Materials and methods
We performed a retrospective cohort study of patients having undergone primary THA or TKA at Jack Hughston Memorial Hospital (JHMH) (Phenix City, Alabama, USA) between March 10, 2020 and July 10, 2020 (Group B: Study). This was cross-referenced with the list of documented patients who had the SURGX® product applied after closure as part of their surgical dressing. The product was applied to the skin following closure prior to the application of a standard dressing. Six surgeons were identified as having used the product at the completion of their cases in this time frame. SSIs were recorded by the JHMH manager for infection control through surveillance of admissions to the same facility and monthly surveys by the surgeons. For the purpose of this study, superficial SSIs were defined as infections involving only the skin and subcutaneous tissue. Deep SSIs were defined as infections involving deep tissues, such as fascia and muscle layers. Organ space SSIs were defined as infections involving any part of the anatomy that had been opened or manipulated during an operation. SSI data was recorded in the same timeframe as above. SSI data of the same six surgeons from March 10, 2019 to July 10, 2019, were obtained for use as a control (Group A: Control). Charts were reviewed for resultant treatment for SSI, and operative notes were reviewed for details regarding the extent of infection for any patient treated surgically. Superficial, deep, and organ level (involving implants or osseous structures) were all recorded. Primary arthroplasty procedures were included due to the documented increased risk of post-operative infection in the revision setting. Only acute infections within 30 days of the procedure were included. This study protocol was approved by The Hughston Sports Medicine Center Institutional Review Board (Columbus, Georgia, USA; approval #HIRB2020-08).
Results
This study included 686 patients in both Group B: Study (n = 120) and Group A: Control (n = 566). The average age was 65.7 years, and there was a slight female predominance (n = 369, 53.8%). Patient demographics are presented in Table 1. There were no demographic differences in patients between both groups.

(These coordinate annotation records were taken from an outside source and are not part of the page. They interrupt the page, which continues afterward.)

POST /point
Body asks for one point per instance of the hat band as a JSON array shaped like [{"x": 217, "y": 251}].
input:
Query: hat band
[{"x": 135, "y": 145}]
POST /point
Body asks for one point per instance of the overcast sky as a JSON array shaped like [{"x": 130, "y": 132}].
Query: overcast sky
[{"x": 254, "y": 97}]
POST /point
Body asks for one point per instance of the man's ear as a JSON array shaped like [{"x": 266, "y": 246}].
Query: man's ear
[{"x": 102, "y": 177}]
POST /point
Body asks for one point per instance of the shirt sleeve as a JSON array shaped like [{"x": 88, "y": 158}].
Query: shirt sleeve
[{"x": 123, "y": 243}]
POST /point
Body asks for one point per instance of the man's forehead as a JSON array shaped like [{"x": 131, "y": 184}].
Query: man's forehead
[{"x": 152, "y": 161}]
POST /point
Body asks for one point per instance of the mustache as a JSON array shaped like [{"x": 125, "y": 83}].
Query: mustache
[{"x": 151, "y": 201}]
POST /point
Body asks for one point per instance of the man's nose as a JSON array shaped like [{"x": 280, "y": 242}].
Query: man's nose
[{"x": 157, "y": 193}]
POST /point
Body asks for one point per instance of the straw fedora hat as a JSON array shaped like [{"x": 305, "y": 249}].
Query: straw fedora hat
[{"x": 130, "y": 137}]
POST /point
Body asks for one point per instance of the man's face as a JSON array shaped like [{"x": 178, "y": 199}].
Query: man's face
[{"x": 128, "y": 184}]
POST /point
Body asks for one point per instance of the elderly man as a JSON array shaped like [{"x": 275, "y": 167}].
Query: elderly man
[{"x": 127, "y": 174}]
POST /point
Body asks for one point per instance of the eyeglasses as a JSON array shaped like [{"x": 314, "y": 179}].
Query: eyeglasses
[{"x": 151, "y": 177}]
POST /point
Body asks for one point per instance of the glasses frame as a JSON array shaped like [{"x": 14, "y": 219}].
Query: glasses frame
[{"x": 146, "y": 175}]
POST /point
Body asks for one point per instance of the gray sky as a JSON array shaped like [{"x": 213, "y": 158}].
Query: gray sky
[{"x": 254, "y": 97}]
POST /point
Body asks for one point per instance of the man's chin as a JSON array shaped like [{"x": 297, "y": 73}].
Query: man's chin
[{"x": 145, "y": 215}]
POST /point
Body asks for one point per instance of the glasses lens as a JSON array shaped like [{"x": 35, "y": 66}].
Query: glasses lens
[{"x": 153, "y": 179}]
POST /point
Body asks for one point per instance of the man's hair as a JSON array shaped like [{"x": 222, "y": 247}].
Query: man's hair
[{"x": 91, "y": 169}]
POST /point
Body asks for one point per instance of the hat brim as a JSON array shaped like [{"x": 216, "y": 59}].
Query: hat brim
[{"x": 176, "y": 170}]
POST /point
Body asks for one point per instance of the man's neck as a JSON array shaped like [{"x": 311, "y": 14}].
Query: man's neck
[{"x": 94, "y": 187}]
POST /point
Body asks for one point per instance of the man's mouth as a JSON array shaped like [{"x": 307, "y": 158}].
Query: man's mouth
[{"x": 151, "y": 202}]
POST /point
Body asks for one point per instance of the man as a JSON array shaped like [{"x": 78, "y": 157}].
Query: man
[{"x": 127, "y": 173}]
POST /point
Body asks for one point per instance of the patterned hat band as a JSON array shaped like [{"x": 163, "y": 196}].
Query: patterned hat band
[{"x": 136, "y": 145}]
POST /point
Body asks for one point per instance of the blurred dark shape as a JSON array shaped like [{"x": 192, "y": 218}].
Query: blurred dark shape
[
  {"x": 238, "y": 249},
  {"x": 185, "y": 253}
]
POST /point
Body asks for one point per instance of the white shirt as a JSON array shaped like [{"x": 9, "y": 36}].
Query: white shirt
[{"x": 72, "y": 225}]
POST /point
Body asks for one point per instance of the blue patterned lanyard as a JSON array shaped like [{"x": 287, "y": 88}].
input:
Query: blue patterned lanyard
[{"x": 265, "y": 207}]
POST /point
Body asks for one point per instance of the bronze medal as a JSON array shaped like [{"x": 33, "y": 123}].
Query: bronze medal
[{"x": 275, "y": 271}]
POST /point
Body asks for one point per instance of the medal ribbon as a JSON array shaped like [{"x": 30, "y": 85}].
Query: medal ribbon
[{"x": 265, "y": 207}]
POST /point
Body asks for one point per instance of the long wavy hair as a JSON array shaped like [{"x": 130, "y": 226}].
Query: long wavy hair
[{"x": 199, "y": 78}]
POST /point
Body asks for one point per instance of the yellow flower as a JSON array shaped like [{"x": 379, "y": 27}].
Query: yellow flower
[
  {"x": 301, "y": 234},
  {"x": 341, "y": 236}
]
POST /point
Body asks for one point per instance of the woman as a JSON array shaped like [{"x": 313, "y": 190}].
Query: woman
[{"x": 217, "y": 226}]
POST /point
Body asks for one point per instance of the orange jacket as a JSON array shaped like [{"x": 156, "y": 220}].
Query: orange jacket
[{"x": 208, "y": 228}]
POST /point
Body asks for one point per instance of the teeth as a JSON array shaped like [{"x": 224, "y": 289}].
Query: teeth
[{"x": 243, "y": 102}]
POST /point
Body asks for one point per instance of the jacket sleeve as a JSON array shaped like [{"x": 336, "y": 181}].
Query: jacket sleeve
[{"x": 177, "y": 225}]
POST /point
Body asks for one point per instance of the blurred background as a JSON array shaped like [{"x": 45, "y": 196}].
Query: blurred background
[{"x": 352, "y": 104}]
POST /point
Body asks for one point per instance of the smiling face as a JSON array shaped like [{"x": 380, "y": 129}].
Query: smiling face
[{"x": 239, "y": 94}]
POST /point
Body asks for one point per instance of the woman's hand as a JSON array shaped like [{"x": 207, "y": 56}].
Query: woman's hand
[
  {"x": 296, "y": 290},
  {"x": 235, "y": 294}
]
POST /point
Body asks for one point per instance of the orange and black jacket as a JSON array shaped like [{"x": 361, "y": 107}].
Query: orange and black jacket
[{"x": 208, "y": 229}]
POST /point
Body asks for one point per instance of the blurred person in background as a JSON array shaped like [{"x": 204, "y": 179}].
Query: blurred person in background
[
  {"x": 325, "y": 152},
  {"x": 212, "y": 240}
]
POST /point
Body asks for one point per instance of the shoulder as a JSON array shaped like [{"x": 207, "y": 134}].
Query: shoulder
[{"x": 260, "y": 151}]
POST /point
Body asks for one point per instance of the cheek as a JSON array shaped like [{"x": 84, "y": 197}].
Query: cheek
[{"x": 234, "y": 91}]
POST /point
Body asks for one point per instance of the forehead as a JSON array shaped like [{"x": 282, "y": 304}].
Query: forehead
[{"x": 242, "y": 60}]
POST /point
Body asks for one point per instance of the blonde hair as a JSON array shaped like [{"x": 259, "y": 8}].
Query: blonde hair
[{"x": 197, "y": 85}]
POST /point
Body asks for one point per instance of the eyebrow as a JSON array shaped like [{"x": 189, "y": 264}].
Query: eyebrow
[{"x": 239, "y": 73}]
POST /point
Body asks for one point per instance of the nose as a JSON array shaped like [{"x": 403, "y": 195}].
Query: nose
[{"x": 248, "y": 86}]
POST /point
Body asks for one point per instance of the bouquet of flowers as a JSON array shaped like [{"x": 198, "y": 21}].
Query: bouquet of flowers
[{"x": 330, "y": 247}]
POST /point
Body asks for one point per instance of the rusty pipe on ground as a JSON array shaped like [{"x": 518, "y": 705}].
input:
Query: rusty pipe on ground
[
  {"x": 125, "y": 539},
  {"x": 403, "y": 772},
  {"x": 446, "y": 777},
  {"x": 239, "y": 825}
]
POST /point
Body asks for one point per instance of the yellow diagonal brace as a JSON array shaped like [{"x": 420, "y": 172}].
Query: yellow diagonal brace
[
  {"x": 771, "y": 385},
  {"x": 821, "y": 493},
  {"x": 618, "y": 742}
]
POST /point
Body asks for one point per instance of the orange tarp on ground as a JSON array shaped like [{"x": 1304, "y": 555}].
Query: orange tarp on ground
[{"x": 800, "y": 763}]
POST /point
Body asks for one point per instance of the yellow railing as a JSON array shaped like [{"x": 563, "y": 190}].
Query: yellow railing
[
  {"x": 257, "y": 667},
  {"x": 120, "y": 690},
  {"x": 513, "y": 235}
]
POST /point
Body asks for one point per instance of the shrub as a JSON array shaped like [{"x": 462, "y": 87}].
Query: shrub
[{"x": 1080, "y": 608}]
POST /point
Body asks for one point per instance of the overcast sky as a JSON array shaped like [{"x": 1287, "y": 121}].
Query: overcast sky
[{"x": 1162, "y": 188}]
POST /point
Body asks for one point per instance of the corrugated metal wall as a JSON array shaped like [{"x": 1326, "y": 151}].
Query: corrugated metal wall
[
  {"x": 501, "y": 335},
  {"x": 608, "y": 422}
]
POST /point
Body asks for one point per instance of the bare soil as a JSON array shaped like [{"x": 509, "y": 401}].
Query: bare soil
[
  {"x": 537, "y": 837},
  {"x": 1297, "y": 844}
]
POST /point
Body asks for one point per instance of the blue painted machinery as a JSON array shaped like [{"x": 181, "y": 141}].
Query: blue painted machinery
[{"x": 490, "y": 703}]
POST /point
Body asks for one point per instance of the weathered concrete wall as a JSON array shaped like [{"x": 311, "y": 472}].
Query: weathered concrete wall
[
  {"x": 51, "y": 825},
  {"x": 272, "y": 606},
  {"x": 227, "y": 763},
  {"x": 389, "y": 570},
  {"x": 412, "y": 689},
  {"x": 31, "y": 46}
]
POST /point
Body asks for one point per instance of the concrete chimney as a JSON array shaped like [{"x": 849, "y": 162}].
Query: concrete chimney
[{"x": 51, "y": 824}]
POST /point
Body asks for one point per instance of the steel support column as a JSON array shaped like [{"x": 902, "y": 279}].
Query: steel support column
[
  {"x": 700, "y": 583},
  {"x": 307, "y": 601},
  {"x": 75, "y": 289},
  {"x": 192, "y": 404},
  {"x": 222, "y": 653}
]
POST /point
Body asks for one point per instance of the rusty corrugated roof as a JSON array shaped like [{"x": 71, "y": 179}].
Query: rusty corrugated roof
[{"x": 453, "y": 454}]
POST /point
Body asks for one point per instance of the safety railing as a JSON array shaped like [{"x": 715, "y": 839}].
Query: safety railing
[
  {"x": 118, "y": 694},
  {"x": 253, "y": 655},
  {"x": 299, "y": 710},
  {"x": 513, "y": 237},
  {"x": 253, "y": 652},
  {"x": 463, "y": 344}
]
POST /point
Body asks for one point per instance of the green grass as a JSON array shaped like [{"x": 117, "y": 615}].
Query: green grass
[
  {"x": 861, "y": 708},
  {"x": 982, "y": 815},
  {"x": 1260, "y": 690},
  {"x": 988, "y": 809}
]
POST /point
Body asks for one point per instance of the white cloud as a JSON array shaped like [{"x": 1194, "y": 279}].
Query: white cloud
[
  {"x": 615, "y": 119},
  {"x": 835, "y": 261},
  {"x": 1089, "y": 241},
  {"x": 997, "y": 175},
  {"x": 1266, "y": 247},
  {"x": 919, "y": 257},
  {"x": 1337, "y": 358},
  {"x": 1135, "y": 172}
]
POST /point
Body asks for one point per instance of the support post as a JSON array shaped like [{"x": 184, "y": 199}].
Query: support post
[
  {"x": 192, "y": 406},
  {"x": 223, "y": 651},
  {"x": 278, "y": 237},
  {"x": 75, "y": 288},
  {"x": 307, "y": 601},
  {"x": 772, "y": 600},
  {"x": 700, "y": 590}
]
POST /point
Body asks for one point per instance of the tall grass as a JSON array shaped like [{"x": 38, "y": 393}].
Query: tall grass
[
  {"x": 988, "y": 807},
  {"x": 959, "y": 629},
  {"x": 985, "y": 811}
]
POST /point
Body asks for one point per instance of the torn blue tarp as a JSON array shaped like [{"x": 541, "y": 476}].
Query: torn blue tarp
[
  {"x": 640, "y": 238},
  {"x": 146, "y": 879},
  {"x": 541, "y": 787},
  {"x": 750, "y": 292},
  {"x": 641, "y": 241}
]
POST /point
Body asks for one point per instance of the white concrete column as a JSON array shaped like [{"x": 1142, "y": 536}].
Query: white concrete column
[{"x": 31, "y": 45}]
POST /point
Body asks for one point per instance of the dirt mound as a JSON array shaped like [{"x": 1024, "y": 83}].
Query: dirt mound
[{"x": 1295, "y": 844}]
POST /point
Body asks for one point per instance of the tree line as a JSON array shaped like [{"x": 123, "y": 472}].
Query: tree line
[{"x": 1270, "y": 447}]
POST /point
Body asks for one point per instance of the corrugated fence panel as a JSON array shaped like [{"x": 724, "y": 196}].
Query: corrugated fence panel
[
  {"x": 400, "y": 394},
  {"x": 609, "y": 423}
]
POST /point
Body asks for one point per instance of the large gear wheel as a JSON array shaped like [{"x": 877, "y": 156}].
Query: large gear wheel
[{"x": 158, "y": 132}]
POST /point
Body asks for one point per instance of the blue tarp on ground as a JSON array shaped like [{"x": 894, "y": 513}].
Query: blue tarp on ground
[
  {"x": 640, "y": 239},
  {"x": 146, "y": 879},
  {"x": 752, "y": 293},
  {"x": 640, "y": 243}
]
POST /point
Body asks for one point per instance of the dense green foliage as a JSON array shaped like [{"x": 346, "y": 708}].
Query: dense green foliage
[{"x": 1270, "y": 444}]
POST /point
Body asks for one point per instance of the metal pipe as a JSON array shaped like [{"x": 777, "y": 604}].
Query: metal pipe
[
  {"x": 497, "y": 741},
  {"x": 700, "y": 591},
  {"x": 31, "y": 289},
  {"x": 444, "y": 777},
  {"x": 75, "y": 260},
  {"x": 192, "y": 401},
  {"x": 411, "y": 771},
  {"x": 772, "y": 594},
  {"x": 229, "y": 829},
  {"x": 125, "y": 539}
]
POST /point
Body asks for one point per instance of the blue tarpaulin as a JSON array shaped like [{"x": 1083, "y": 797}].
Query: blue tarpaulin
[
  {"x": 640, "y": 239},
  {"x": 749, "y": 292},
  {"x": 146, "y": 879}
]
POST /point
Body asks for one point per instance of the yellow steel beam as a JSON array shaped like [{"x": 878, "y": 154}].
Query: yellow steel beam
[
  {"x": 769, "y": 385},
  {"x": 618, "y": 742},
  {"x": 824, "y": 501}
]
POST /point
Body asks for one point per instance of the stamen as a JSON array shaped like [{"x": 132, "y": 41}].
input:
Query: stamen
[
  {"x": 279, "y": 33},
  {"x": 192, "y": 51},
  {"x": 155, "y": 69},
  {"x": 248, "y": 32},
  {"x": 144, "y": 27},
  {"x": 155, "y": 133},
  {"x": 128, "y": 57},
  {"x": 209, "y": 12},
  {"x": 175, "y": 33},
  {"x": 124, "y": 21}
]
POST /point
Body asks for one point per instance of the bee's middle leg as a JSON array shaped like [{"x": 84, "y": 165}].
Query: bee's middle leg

Table 1. Patient demographics.
| Total (n = 686) | SURGX (n = 120) | Control (n = 566) | P-value | |
| Age | 65.7 ± 10.5 | 65.6 ± 10.8 | 65.7 ± 10.5 | 0.92 |
| Sex Female Male | 369 (53.8%) 317 (46.2%) | 63 (52.5%) 57 (47.5%) | 306 (54.1%) 260 (45.9%) | 0.76 |
| BMI | 33.3 ± 7.1 | 33.5 ± 7.4 | 33.3 ± 7.0 | 0.75 |
| Laterality Left Right | 328 (47.8%) 358 (52.2%) | 53 (44.2%) 57 (55.8%) | 275 (48.6%) 291 (51.4%) | 0.38 |
| Smoking | 117 (17.1%) | 14 (11.7%) | 103 (18.2%) | 0.20 |
| Diabetes | 143 (20.8%) | 30 (25.0%) | 113 (20.0%) | 0.43 |
In Group B: Study, SURGX® was administered to 120 patients, including 91 primary TKAs and 29 primary THAs. The overall infection rate in this cohort was 2.5%; however, this included two organ space infections and one deep infection. No superficial site infections were reported. Furthermore, no adverse events such as skin irritation or allergy were encountered in this group. Group A was the control group of 566 patients, with 386 primary TKAs and 180 primary THAs. The infection rate in this cohort was 1.24%. This included one superficial infection, three organ space infections, and three deep infections. Binary logistic regression was performed and did not show a difference in odds of developing infections with the use of SURGX® (OR = 2.23, 95% CI = 0.54-9.13; p = 0.27). Infection data are presented in Table 2.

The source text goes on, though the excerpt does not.